Optimization Guide - TensorRT-LLM

This guide covers performance tuning strategies to maximize throughput and minimize latency when deploying TensorRT-LLM models.

Overview

Optimizing LLM inference involves balancing multiple factors:

Batch size - Number of concurrent requests processed together
KV cache sizing - Memory allocation for attention caching
Quantization - Precision reduction to improve throughput
Parallelism strategy - Distributing computation across GPUs
Hardware utilization - Maximizing GPU compute and memory bandwidth

Reference Configurations

TensorRT-LLM provides 170+ pareto-optimized serving configurations in the examples/configs/database/ directory. These configs are pre-tuned for:

Multiple models (Llama, DeepSeek, Mixtral, GPT, etc.)
Different GPU types (H100, A100, B200, etc.)
Various ISL/OSL combinations (input/output sequence lengths)
Different concurrency levels (1 to 2048+ concurrent requests)

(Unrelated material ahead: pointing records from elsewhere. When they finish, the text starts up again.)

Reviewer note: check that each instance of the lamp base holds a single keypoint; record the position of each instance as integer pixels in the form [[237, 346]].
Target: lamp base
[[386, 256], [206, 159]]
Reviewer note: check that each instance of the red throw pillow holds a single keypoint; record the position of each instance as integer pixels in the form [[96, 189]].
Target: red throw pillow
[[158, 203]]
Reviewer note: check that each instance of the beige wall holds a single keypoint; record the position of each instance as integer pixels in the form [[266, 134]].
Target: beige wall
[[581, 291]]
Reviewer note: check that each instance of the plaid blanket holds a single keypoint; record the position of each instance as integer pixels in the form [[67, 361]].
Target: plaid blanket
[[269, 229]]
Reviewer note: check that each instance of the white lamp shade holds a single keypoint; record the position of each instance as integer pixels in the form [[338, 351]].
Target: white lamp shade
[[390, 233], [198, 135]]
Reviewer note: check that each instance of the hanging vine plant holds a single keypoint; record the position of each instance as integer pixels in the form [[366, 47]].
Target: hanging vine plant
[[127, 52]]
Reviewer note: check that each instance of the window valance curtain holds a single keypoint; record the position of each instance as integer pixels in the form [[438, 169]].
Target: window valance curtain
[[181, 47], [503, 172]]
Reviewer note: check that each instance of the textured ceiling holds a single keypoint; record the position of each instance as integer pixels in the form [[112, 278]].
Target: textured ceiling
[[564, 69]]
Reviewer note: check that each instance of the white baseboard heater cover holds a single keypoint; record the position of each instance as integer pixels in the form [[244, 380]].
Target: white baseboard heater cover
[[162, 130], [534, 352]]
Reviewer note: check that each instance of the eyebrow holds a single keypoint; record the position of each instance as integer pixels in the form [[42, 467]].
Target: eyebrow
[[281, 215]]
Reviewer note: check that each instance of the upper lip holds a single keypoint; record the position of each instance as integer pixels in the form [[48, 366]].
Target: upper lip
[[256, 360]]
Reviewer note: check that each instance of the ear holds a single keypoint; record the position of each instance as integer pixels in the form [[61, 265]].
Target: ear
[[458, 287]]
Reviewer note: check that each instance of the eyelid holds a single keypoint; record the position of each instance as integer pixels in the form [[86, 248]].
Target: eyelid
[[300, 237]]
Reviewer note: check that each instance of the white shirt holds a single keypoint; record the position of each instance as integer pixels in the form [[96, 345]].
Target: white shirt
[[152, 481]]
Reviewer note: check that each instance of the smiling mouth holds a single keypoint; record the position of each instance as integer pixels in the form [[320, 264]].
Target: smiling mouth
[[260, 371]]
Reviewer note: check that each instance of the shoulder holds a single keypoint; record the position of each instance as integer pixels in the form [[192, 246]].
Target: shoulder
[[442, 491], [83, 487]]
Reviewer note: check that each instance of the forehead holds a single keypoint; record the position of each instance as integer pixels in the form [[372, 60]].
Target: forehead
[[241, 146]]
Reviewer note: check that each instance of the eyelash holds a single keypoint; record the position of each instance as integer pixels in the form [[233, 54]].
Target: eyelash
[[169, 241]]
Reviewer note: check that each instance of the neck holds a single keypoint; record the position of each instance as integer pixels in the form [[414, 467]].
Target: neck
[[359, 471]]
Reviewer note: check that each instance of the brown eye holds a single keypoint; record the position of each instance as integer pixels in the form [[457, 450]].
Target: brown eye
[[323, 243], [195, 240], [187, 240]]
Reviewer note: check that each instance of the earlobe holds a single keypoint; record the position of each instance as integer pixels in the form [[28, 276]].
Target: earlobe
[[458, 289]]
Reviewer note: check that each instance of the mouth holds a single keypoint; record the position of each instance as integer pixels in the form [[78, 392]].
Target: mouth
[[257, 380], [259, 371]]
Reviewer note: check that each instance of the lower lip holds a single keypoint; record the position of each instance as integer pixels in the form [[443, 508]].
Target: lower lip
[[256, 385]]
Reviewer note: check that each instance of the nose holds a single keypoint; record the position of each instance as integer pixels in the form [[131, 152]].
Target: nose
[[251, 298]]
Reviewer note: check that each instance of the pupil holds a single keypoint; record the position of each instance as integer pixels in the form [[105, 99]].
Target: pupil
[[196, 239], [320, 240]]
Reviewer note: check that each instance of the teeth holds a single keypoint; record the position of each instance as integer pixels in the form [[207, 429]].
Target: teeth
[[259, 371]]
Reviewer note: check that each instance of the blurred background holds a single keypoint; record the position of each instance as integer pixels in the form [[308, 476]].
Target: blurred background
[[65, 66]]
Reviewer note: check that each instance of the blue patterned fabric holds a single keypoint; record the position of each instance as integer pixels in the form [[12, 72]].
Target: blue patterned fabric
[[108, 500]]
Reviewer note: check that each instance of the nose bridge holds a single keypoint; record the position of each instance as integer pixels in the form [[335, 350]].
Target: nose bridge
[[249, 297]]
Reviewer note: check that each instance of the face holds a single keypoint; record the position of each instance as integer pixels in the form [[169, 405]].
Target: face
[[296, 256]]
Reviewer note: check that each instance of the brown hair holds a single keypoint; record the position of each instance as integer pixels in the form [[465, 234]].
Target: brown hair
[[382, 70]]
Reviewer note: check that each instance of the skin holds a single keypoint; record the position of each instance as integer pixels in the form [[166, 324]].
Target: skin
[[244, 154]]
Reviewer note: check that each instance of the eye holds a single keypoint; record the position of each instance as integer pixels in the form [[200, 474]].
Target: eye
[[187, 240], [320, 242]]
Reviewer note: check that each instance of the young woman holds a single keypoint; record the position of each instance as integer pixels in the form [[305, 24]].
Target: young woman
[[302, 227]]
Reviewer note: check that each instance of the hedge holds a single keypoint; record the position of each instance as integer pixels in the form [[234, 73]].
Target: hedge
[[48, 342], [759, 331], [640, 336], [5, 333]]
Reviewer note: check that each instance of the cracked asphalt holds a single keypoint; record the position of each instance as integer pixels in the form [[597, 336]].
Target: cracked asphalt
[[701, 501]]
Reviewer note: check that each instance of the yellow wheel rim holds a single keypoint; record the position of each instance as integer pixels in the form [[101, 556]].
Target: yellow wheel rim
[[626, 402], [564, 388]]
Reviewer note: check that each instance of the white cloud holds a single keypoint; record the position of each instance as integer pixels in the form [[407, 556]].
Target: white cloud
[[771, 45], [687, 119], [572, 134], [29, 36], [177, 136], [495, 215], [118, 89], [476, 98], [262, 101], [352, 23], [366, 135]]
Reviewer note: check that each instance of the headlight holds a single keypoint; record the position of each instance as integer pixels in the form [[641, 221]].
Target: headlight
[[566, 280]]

Always start with reference configs as your baseline. These configurations have been profiled and optimized for specific workload patterns.

Using Reference Configs

The lookup.yaml file maps configurations to specific scenarios:

- model: deepseek-ai/DeepSeek-R1-0528
  arch: DeepseekV3ForCausalLM
  gpu: B200_NVL
  isl: 1024
  osl: 1024
  concurrency: 16
  config_path: examples/configs/database/deepseek-ai/DeepSeek-R1-0528/B200/1k1k_tp8_conc16.yaml
  num_gpus: 8

Example Reference Config

Here’s a production-optimized config for DeepSeek-R1 on B200 GPUs:

max_batch_size: 512
cuda_graph_config:
  enable_padding: true
  max_batch_size: 16
print_iter_log: true
kv_cache_config:
  dtype: fp8
  free_gpu_memory_fraction: 0.8
stream_interval: 10
moe_config:
  backend: TRTLLM
speculative_config:
  decoding_type: MTP
  num_nextn_predict_layers: 3
tensor_parallel_size: 8
moe_expert_parallel_size: 8
trust_remote_code: true
max_num_tokens: 3136
max_seq_len: 2068

Key parameters:

max_batch_size: 512 - Maximum concurrent requests
kv_cache_config.dtype: fp8 - FP8 KV cache for 2x memory savings
kv_cache_config.free_gpu_memory_fraction: 0.8 - Use 80% of GPU memory
tensor_parallel_size: 8 - Distribute model across 8 GPUs
speculative_config - Enable multi-token prediction for faster decoding

Batch Size Optimization

Batch size is the most critical parameter for throughput optimization.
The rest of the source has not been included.